@schnittchen What a bullshit of a PSA
I recommend setting up a free nextcloud account and storing keepass database on it
Then you can just remember your master password and access it anywhere anytime and securely.
Using Google Authentificator or even FreeOTP sacrifices on security as Google and the upstream developer knows your secrets.. On Keepassxc you get these from F-Droid preferably on an Android device that was degoogled.
PSA regarting 2FA (TOTP)
@kreyren Language please!
I am moving my TOTP secrets _into_ a password manager. Please read again what I wrote above.
And why exactly would the upstream developer have access to the secrets I enter on my phone? FreeOTP has no cloud feature and no need to move data anywhere off my phone.
> @kreyren Language please!
That was such a terrible PSA that you deserved that :p
I was commenting on:
> ALWAYS export your TOPT secret (which is hard!) to a 2nd secure location.
which is malpractice as then anyone who gets the hold of your device (like google, NSA, etc.. who has access to it at all times and remotely) can then have access to all of your other accounts that they might not have by law access to + the threat of a physical access and 0-days.
The one way you can get secure access to this sensitive data is by opening a user session that stores the processing data in RAM which makes it significantly more difficult for a bad actor to read as they then have to interpret binary data (unless the developer doesn't care and just stores plaintext there).
> And why exactly would the upstream developer have access to the secrets I enter on my phone? FreeOTP has no cloud feature and no need to move data anywhere off my phone.
I meant Apple in this case as you are using their proprietary solutions which is filled with backdoors and spyware for them to use at any time they want + their security is trash.

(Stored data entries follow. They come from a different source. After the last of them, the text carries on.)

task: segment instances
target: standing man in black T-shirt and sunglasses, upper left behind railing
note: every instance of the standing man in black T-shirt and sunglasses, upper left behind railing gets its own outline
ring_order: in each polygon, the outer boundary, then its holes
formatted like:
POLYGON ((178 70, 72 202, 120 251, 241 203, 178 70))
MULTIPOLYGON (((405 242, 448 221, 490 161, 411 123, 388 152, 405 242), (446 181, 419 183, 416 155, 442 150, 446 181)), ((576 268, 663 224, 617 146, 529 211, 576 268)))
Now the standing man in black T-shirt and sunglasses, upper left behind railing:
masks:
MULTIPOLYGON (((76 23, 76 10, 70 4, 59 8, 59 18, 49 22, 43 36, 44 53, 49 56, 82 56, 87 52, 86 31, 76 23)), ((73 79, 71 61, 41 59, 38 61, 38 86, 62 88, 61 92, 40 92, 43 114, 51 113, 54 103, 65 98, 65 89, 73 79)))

I consider FreeOTP relatively safe assuming that it's complying with GPLv3 (https://github.com/freeotp/freeotp-ios), but i didn't read the code to know for sure.
---
So again depending on your threat model the solution that i am recommending is:
Get a device that runs Android or even Linux with components and their wiring that you trust
In case of Android get a trusted 3rd party distribution such as LineageOS/DivestOS so that you remove all the malware that google and the device manufacturer put there in terms of a software (might also be concerned about the bootloader).
In terms of linux (which is significantly better in comparison to android in terms of functionality and security) i recommend distros that comply with GNU FSDG.
For the password management i recommend KeepAssXC/KeepAssDX that you got from a trustable source. In terms of android that is F-Droid or building the apk yourself assuming that you configure it to not use google services.
For the storage i recommend nextcloud such as https://tab.digital that then you can sync anywhere.
If you don't care that apple and their creepy friends are constantly watching and listening to you then i guess anything will work for you as long as it shows numbers *shrug*
FWIW i would also recommend to deprecate your dependence on SIP calls and use e.g. matrix.org for calls and SMS to further surveillance, if you really need to be able to use SIP calls e.g. to call an emergency number then i recommend getting a dumb phone with a quick bootup so that it can be turned off when you don't use it.